Disfrutemos la merecida alegría de Chile, y acompañemos al pueblo de Perú, sobre el que gravita ya la espada de la conspiración. Cantemos por la hermosa victoria del pueblo hondureño, por la rescatada democracia en Bolivia; por la resistencia heroica de Cuba, Venezuela y Nicaragua, por la lucha que libra la 4T en México frente al monstruoso vecino; por la resistencia que hace la Argentina popular frente a una Derecha atorrante y sin escrúpulos; e incluso por la posibilidad de que Colombia llegue a tener en 2022 -por primera vez- un Gobierno que no desprecie a los humildes. Eso, solamente, ya sería un logro extraordinario.
Defendamos cada triunfo político, cada espacio ganado, cada victoria de los derechos sociales, de las mujeres, de las campesinas y campesinos, de las obreras y obreros; cada acto de reivindicación e inclusión, cada decreto, cada ley, que devuelva a su lugar la justicia, cada gesto que defienda la Madre Tierra. Como decía Mao, todo largo viaje se inicia con un primer paso, y te adentra en el camino, por minúsculo que sea. Desechemos las comparaciones inútiles y odiosas, la falaz competencia por la “autenticidad revolucionaria”, porque eso es precisamente lo que quieren los enemigos comunes (volviendo a Pablo): realizar la labor de “desunir nuestras manos”, y que a pesar de ser hermanos, nos miremos con temor.
Es el destino de la Patria Grande. El destino de esta “tierra mía sin nombre, sin América” que amó Neruda y que tanta sangre, poesía y proclama ha producido a lo largo de 500 años. Bolívar concibió nuestra unidad no como simple quimera de los hombres, sino como inexorable decreto del destino. Lo soñó, lo imaginó, voló entre históricas edades para ver a un continente nacer y mostrar al mundo decadente la majestad de un mundo naciente.
Pero ese inevitable destino no vendrá por las ilusiones teóricas de una revolución limpia y redonda, sin fisuras, modélica, por una receta política nacida del marketing o de pactos traicioneros tras bastidores. Construirlo requerirá auténtica voluntad y unión. Trabajo y eficacia política y de gestión. Participación. Auténtico protagonismo popular. Con unidad en la diversidad. Con integración. Y con humildad, sí, con humildad.

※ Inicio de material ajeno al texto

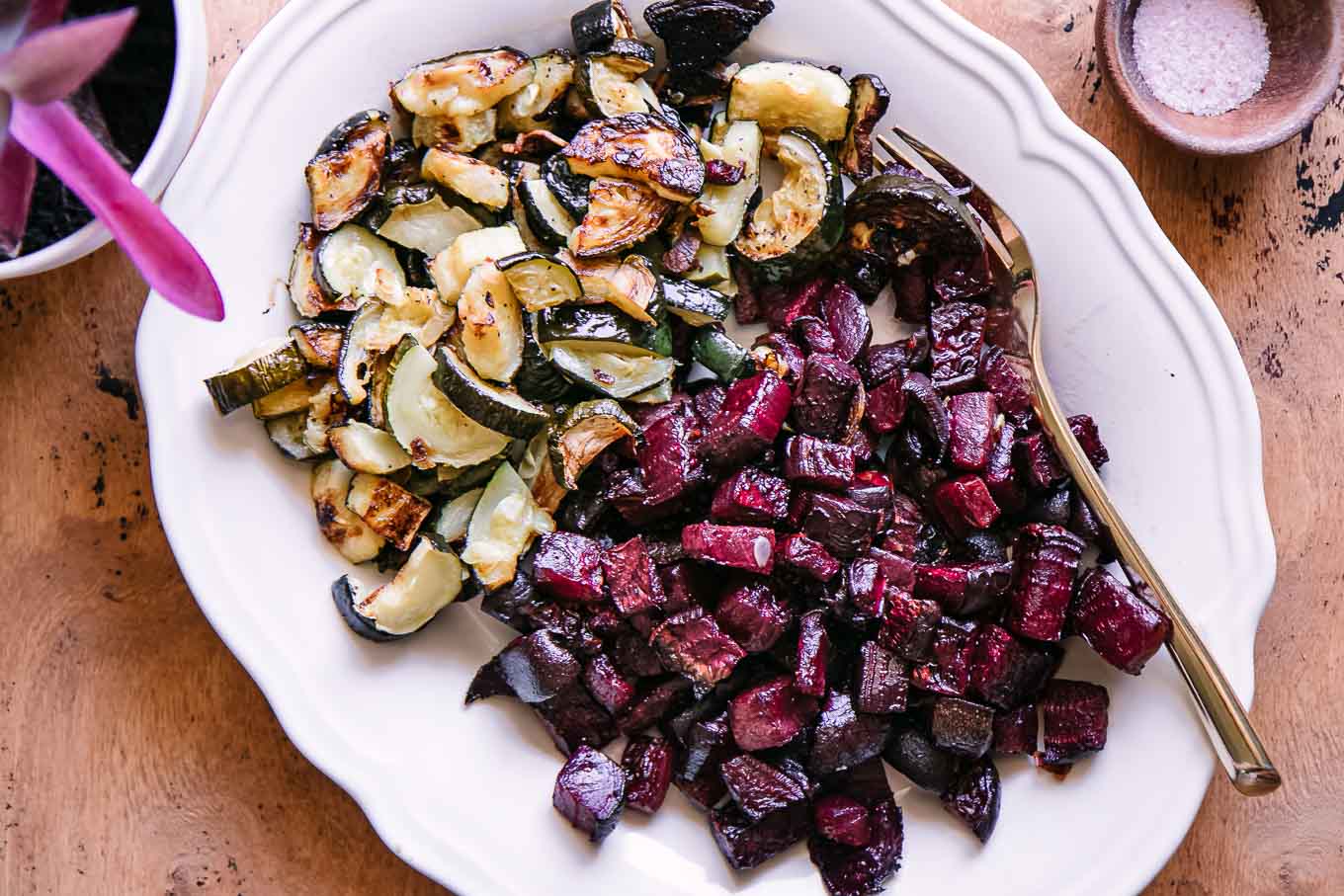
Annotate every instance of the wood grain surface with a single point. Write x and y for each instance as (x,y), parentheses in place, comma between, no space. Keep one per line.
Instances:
(138,758)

La venas siguen abiertas en América Latina, ¿verdad, Galeano? Los pueblos de estas tierras sufridas y milagrosas siguen esperando. Pero mientras esperan, luchan. Hoy, desde todas partes, vienen millones caminando, blandiendo en su bandera el alma del indio sacrificado, del justo, del humilde. Hoy podemos nuevamente acercarnos a estas heridas para curarlas con un beso. Porque, y volvemos otra vez a Pablo, “lo que brilla con luz propia nadie lo puede apagar… su brillo puede alcanzar la oscuridad de otras costas”.
En esta hora incipiente y luminosa de los pueblos, tengamos la capacidad de amar en grande.